At the bottom of this page you will be told how to reach the applet. Spend some time at this site interacting with the applet to reinforce your knowledge of the Central Limit Theorem making sure you understand how your inputs to the applet affect the resulting graph. Note that instead of labeling the horizontal axis with the average of the dice, the author of the applet simply uses the total of the dice. There is really no difference as the axis could be relabeled with averages by simply dividing by the number of dice. The link below will open in a new window. Once you are comfortable with the applet and have had some fun rolling dice millions of time, return to this page by closing that browser window. Then, proceed to the exercises. The applet can be found at http://www.stat.sc.edu/~west/javahtml/CLT.html.

**Exercises**

When you’ve finished reviewing the simulation, go on to the exercises below.

**1.** Write down the theoretical distribution for the average of two dice. Compute the mean and standard deviation and compare to the estimates given by the Central Limit Theorem.

**2.** After one experiment where 4 dice were rolled 1,000 times, the observed distribution of averages was seen to be

Average |
1 | 1.25 | 1.5 | 1.75 | 2 | 2.25 | 2.5 | 2.75 | 3 | 3.25 | 3.5 |

Frequency |
0 | 5 | 16 | 16 | 21 | 35 | 53 | 95 | 91 | 111 | 118 |

Average |
3.75 | 4 | 4.25 | 4.5 | 4.75 | 5 | 5.25 | 5.5 | 5.75 | 6 | |

Frequency |
103 | 92 | 67 | 71 | 50 | 29 | 15 | 8 | 4 | 0 |

Compute the mean and standard deviation of this distribution and compare to the estimates given by the Central Limit Theorem.

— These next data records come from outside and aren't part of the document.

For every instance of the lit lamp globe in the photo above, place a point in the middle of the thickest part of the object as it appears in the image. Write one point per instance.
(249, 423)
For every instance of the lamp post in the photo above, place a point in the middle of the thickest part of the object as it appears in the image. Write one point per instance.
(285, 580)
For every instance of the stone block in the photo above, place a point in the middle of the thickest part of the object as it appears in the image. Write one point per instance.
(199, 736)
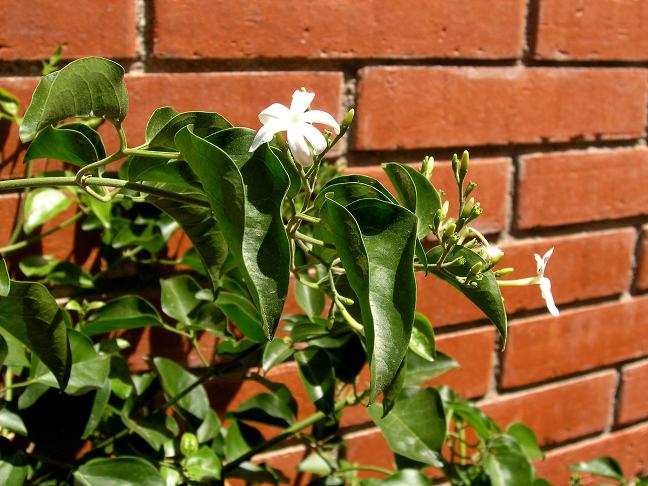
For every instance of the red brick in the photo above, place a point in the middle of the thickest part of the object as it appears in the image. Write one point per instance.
(628, 446)
(421, 107)
(572, 270)
(602, 30)
(594, 336)
(574, 187)
(559, 412)
(642, 268)
(493, 178)
(200, 29)
(238, 96)
(634, 393)
(32, 30)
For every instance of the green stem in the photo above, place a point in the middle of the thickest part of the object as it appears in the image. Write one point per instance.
(290, 431)
(22, 244)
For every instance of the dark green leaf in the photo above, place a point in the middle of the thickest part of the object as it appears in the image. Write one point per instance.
(506, 464)
(118, 471)
(42, 205)
(126, 312)
(375, 242)
(175, 379)
(409, 477)
(317, 376)
(605, 466)
(204, 123)
(486, 295)
(247, 205)
(31, 315)
(416, 193)
(5, 281)
(526, 439)
(203, 465)
(91, 86)
(422, 340)
(416, 426)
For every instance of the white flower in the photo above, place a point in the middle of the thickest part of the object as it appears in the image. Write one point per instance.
(296, 121)
(545, 284)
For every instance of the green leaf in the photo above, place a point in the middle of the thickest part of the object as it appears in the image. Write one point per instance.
(486, 295)
(175, 379)
(409, 477)
(422, 339)
(420, 370)
(126, 312)
(92, 86)
(506, 464)
(42, 205)
(416, 193)
(31, 315)
(89, 369)
(64, 144)
(375, 242)
(5, 281)
(118, 471)
(203, 465)
(317, 376)
(526, 439)
(416, 426)
(158, 121)
(247, 205)
(204, 123)
(274, 353)
(604, 466)
(178, 297)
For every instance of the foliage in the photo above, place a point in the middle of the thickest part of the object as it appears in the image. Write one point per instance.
(72, 408)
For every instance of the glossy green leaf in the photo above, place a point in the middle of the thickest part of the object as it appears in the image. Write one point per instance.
(42, 205)
(63, 144)
(159, 119)
(422, 340)
(175, 379)
(274, 353)
(31, 315)
(526, 439)
(409, 477)
(605, 466)
(91, 86)
(416, 426)
(416, 193)
(375, 242)
(486, 295)
(506, 464)
(204, 123)
(420, 370)
(126, 312)
(317, 376)
(118, 471)
(203, 465)
(247, 205)
(5, 281)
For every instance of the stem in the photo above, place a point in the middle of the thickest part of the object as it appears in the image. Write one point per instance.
(22, 244)
(287, 433)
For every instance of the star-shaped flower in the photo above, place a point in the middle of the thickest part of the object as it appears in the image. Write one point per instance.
(545, 283)
(296, 121)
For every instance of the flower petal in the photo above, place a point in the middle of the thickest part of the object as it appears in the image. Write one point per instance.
(301, 100)
(266, 133)
(276, 111)
(314, 136)
(298, 145)
(319, 116)
(545, 290)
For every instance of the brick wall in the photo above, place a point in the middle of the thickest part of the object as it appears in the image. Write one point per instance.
(549, 96)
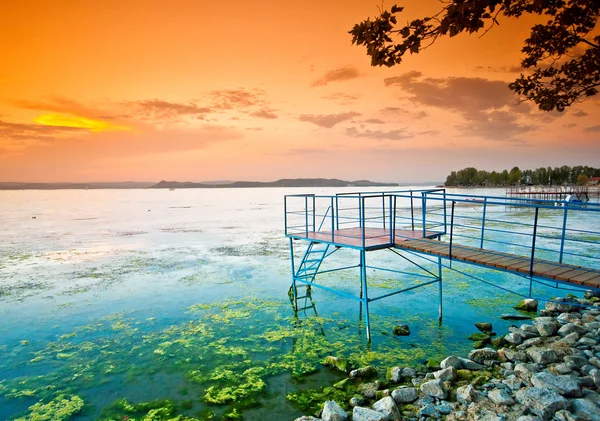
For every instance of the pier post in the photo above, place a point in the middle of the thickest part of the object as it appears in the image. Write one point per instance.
(440, 284)
(365, 296)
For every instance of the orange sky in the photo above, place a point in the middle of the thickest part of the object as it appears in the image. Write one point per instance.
(259, 90)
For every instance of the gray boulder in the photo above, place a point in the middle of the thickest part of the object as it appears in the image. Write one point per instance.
(333, 412)
(388, 408)
(500, 397)
(542, 402)
(404, 395)
(480, 355)
(434, 388)
(365, 414)
(565, 385)
(542, 355)
(586, 409)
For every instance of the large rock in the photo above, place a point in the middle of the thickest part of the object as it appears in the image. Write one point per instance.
(480, 355)
(333, 412)
(542, 402)
(434, 388)
(546, 326)
(527, 304)
(466, 394)
(404, 395)
(387, 407)
(500, 397)
(363, 373)
(484, 327)
(542, 355)
(365, 414)
(445, 374)
(565, 385)
(586, 409)
(452, 361)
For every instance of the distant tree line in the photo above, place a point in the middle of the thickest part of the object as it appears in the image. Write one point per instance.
(564, 175)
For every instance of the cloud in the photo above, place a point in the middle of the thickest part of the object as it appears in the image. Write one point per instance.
(227, 99)
(488, 107)
(20, 134)
(61, 120)
(501, 69)
(264, 113)
(342, 98)
(160, 109)
(337, 75)
(374, 121)
(396, 134)
(328, 120)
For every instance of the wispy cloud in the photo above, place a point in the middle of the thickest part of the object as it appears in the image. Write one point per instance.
(328, 120)
(337, 75)
(61, 120)
(166, 110)
(265, 113)
(396, 134)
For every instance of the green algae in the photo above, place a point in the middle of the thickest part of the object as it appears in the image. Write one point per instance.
(61, 408)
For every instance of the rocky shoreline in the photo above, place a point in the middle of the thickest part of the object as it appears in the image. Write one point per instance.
(548, 369)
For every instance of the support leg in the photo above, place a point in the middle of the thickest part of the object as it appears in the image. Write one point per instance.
(365, 297)
(440, 284)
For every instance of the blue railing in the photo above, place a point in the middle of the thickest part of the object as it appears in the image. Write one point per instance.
(569, 233)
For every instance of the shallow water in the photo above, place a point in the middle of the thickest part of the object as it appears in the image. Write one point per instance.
(183, 295)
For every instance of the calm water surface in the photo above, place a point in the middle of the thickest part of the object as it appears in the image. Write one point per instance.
(113, 299)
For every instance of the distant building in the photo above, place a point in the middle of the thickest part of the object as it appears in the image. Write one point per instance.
(594, 181)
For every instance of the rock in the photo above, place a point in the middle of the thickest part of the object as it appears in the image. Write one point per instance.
(546, 326)
(404, 395)
(565, 385)
(527, 304)
(365, 414)
(586, 409)
(484, 327)
(401, 330)
(409, 373)
(333, 412)
(394, 375)
(500, 397)
(447, 374)
(369, 390)
(542, 355)
(513, 338)
(434, 388)
(542, 402)
(561, 305)
(515, 317)
(357, 401)
(428, 411)
(480, 355)
(363, 373)
(508, 354)
(339, 363)
(452, 361)
(564, 415)
(387, 407)
(465, 394)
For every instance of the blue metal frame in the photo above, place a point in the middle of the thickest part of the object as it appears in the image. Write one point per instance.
(393, 211)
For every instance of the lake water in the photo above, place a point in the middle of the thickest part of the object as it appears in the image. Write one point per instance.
(148, 304)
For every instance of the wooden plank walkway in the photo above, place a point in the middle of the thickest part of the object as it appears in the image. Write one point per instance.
(374, 237)
(571, 274)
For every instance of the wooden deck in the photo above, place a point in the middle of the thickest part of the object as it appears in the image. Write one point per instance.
(575, 275)
(374, 237)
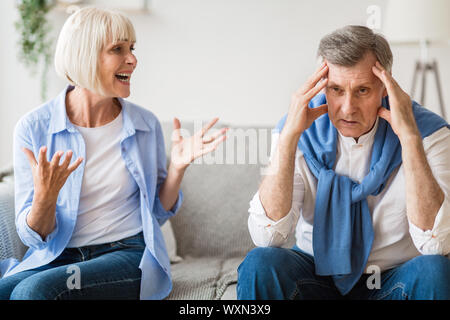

**3.** Set the parameters for the applet at http://www.stat.sc.edu/~west/javahtml/CLT.html to 2 dice with the number of rolls set to 100. Hit the “Roll the dice” button repeatedly, counting the number of times until the distribution looks approximately normal to you. Repeat this experiment with 5 dice. Which number of dice takes longer to appear normal? Can you explain this behavior?